Was ich jetzt schreibe soll keine Kritik sein und ich hoffe es klingt nicht zu Oberlehrerhaft. Aber viele Leute wissen es auch einfach nicht: Auf dem Bild oben ist Ole am Achterstag eingepickt. Wenn sich die Yacht jetzt auf die Seite legt, z.B. in der Patenthalse, dann ist das Metall auf Metall. Und das rutscht. Der eingepickte Steuermann geht dann wie auf einer Seilbahn Richtung Masttopp, der auf der Wasseroberfläche liegt. Und wenn sich das Boot wieder aufrichtet, geht es zurück. Nur jetzt nicht wagerecht, sondern von ganz oben nach ganz unten. Und das kann tüchtig weh tun. In der Broschüre „Sicherheit auf dem Wasser“ vom Bundesverkehrsministerium sind geeignete Einpickpunkte auf einer Yacht beschrieben. Ich sach Dir, das Achterstag gehört nicht dazu 🙂
Am besten sind wohl Decksaugen im Cockpit. Auch die Laufleinen sind eher was für die Psyche als für die Sicherheit. Nimm mal einen Fender, pick die eine Seite von der Sicherheitsleine da ein und die andere Seite in die Laufleine. Dann wirf den Fender bei Fahrt beim Bug über Bord. So wie ein Mensch ins Wasser fallen würde. Was passiert? Der Fender wandert zum Heck hin. (Ein schwerer Mensch wandert schneller) Dabei knallt der Fender schon ein paar mal an die Bordwand, was der Kopf des Menschen auch tun würde. Hinten kommt der Fender genau da zu stehen, wo das Heck in den Wellen so richtig schön rauf und runter geht. Besonders wenn das Boot aufgestoppt wird. Das stehende Boot tanzt und knallt dem Menschen noch ein paar mal auf den Kopf. Der kann sich wegen der Schwimmweste nicht wehren. Und den jetzt auf die Badeplattform kriegen wird auch nicht leicht, denn dazu ist die Sicherheitsleine die inzwischen über den Heckkorb hängt wieder zu kurz und man bekommt sie nicht ums Achterstag rum. Da kommt dann Dein neues Messer ins Spiel, aber da besteht wieder die Gefahr den Menschen zu verlieren.

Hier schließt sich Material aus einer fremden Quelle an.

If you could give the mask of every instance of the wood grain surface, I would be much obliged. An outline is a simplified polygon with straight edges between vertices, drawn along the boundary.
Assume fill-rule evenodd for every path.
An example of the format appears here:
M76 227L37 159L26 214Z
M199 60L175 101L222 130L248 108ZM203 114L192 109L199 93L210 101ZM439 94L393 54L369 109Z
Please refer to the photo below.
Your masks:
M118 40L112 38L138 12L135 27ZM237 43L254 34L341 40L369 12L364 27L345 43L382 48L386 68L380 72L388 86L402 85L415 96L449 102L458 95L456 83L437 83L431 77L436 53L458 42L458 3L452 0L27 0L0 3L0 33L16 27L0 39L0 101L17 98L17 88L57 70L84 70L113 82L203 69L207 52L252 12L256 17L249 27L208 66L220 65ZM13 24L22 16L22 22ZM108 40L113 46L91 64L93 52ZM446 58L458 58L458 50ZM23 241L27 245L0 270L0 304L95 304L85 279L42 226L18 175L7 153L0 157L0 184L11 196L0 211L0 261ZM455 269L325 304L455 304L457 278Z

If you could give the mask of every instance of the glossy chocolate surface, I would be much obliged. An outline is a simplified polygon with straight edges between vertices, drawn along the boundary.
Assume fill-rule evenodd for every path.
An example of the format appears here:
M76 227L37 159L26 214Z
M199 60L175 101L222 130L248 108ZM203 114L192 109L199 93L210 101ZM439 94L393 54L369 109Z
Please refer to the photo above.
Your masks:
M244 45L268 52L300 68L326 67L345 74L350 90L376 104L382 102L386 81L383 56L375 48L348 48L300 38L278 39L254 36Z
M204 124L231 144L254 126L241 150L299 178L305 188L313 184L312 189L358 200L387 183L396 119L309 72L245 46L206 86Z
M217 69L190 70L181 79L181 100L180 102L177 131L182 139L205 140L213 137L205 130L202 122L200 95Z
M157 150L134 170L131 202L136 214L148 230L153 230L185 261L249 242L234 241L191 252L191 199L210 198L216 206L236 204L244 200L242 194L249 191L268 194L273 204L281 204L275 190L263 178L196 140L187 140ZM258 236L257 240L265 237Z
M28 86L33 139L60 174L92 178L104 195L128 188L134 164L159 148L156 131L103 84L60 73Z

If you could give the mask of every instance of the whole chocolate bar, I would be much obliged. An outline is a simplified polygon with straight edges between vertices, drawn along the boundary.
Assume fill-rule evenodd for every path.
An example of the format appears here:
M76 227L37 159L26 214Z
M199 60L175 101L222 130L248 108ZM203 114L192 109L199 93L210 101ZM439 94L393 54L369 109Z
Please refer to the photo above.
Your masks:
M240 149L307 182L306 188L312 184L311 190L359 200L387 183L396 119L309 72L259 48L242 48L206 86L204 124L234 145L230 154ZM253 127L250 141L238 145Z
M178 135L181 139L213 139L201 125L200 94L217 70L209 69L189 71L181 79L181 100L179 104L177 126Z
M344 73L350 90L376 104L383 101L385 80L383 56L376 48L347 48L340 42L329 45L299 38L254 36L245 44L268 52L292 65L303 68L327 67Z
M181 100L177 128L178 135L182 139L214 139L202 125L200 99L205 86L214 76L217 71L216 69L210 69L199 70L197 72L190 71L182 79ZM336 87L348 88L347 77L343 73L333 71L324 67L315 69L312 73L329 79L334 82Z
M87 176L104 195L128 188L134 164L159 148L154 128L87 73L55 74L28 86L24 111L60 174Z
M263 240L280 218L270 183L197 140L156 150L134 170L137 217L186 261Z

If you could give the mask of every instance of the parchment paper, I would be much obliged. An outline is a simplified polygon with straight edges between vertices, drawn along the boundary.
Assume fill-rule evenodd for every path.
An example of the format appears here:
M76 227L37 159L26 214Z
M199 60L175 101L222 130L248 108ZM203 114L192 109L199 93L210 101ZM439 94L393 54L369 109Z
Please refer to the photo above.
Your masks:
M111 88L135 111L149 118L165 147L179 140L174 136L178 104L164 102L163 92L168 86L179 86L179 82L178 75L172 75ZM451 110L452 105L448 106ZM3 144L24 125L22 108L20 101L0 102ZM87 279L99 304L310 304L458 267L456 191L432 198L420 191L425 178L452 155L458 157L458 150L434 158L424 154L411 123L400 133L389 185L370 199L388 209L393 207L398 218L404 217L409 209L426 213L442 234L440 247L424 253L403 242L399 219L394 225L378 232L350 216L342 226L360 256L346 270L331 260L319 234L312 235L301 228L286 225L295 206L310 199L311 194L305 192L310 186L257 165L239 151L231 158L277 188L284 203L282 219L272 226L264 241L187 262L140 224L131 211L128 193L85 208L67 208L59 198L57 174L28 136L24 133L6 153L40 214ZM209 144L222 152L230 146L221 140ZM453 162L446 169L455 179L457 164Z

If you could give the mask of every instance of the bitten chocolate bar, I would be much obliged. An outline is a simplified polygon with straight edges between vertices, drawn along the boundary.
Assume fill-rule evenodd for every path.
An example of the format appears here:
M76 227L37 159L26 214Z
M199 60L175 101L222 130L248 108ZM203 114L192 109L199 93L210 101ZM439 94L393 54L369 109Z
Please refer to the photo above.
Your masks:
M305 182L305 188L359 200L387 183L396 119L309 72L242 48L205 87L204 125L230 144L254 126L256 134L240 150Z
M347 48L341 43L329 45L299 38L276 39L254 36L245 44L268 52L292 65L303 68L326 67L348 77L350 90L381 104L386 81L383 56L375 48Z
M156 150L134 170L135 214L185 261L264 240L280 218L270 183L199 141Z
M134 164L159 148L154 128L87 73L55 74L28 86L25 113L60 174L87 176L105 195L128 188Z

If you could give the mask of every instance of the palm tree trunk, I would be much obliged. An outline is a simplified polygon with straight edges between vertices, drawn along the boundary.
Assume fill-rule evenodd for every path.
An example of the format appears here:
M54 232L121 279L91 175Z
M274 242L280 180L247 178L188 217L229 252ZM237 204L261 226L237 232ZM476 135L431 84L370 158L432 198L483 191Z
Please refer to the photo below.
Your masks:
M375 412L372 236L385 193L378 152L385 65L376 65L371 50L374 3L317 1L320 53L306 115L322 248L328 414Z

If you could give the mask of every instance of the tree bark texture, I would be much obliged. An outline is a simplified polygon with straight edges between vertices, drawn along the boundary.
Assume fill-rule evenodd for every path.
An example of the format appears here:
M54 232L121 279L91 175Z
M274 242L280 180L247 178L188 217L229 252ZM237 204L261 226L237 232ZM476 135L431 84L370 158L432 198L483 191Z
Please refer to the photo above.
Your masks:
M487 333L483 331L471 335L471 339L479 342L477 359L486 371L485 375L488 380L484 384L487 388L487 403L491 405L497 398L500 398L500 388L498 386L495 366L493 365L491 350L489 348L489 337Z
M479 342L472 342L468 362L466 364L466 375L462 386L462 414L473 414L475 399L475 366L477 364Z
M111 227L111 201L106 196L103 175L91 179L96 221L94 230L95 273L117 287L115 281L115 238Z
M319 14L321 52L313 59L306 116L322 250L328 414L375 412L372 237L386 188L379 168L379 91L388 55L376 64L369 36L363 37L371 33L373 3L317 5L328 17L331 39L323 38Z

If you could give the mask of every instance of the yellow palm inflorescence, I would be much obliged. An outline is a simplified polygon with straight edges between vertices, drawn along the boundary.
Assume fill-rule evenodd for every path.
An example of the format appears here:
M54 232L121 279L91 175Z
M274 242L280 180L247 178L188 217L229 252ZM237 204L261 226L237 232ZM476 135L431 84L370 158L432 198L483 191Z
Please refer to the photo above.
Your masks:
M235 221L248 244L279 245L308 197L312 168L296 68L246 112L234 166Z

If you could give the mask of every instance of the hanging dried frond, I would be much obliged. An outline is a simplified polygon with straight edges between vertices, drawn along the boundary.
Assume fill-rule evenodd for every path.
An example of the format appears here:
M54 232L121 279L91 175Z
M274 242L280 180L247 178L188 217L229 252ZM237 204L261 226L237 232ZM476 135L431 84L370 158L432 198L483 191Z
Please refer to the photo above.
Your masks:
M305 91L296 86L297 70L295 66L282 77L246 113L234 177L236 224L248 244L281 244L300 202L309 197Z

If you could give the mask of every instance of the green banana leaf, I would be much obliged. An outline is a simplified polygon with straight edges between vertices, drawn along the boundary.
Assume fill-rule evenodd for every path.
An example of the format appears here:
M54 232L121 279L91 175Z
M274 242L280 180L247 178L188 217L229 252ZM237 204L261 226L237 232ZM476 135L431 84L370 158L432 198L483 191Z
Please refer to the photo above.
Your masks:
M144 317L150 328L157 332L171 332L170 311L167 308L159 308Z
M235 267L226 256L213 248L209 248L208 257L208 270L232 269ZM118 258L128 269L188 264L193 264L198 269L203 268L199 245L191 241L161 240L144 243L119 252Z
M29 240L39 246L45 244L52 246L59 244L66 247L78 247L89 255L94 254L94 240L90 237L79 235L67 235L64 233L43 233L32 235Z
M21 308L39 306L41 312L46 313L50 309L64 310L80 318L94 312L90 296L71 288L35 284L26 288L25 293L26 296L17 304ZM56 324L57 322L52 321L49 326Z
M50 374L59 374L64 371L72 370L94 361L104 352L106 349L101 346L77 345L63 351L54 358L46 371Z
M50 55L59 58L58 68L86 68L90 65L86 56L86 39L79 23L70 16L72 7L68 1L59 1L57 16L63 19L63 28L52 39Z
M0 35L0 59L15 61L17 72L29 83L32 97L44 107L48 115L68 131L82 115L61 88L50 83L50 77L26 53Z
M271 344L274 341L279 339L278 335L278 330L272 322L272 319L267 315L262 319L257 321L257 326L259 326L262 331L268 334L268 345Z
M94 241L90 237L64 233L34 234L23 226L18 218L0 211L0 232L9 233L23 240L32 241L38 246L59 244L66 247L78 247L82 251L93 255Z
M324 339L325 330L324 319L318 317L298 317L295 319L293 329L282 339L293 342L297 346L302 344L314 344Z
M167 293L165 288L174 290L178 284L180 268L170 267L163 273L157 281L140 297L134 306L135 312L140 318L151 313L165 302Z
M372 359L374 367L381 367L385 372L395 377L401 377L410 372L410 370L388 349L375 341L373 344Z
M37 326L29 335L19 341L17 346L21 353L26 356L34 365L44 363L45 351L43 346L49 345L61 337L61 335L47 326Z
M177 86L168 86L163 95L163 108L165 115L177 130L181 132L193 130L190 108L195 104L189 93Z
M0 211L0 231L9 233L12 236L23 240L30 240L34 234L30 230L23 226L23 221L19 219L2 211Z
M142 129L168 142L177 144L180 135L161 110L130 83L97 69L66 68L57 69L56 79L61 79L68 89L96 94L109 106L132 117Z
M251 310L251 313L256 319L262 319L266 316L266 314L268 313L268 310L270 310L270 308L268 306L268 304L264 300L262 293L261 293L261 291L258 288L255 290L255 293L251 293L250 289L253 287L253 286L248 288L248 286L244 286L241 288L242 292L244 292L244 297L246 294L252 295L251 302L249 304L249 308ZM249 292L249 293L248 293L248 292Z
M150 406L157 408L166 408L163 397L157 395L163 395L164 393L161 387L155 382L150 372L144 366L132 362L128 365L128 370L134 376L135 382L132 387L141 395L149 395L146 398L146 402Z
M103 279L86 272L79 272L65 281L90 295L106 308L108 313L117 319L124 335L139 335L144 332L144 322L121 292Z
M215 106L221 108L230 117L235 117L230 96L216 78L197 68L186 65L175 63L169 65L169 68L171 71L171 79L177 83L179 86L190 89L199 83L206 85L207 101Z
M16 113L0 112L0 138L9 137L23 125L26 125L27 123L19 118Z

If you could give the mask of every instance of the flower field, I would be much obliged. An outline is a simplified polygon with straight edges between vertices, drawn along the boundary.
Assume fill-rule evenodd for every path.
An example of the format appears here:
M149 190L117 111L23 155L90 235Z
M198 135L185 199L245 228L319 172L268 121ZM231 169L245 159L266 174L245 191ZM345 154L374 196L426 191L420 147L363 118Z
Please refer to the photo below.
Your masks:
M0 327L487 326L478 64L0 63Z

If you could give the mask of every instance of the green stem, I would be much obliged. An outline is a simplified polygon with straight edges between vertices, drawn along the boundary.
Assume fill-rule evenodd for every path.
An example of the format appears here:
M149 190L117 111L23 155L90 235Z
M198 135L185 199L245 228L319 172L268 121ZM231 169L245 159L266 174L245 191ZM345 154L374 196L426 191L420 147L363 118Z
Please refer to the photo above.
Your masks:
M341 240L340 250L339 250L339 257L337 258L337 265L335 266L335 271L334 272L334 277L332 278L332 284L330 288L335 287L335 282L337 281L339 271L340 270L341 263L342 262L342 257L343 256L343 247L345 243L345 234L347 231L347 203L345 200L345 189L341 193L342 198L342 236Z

Ich glaube, die Laufleine müsste in der Mitte des Bootes gespannt sein und die Sicherheitsleinen dürfen nur so lang sein, dass sie von dort aus nicht über das Boot hinaus reichen. Man muss sich dann vielleicht öfter umpicken, weil es ja am Mast vorbei geht usw., aber ich glaube das sollte man in Kauf nehmen. Vielleicht können die Leute von der Zeitschrift „Segeln“ ja mal einen Test machen was die Laufleinen nützen. Bin gespannt was rauskommt 🙂
So, genug geschnackt, ich wünsche Euch eine schöne Saison mit Eurem tollen Boot, viele Grüße, Alexander (alias Käpten Sailnator)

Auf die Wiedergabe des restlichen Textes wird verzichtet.